12. Unexpected Keyboard
Unexpected Keyboard packs symbols, numbers, and special characters into corner swipes on each key, so power users and coders reach everything without flipping layouts. It suits programmers, terminal users, and anyone tired of hunting for brackets. It is free, open source, and fully offline with no permissions. The swipe in eight directions trick takes practice, but once it sticks we found typing a command line or a snippet on a phone far less painful than usual.
Frequently asked questions
What is the best keyboard app for Android?
For most people Gboard is the safest first choice, since it is fast, accurate, and already on your phone. If you want stronger multilingual prediction, SwiftKey is the classic alternative. If privacy matters most to you, look at HeliBoard or FlorisBoard, which keep everything you type on your device.
Are third party keyboard apps safe to use?
A keyboard can technically see everything you type, so this is one app category where the source really matters. Stick to well known names with clear privacy policies, or choose an open source, offline keyboard like HeliBoard, OpenBoard, or Simple Keyboard if you want to be certain nothing leaves your phone. Avoid unknown keyboards that demand network access.
How do I change the default keyboard on my Android phone?

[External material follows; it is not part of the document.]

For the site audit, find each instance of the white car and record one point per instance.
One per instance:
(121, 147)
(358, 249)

Install the keyboard from the Play Store, then open Settings, go to System or General management, tap Languages and input, then On screen keyboard, and pick your new keyboard as the default. Most keyboards also walk you through this setup the first time you open them, so it usually takes under a minute.
Which Android keyboard is best for fast swipe typing?
Gboard and SwiftKey both have excellent, well tuned glide typing that handles long words and slang reliably. If you want something faster and more gesture heavy, Fleksy is built around swiping shortcuts. Privacy fans who still want to swipe should try HeliBoard, which adds optional glide typing while keeping everything offline.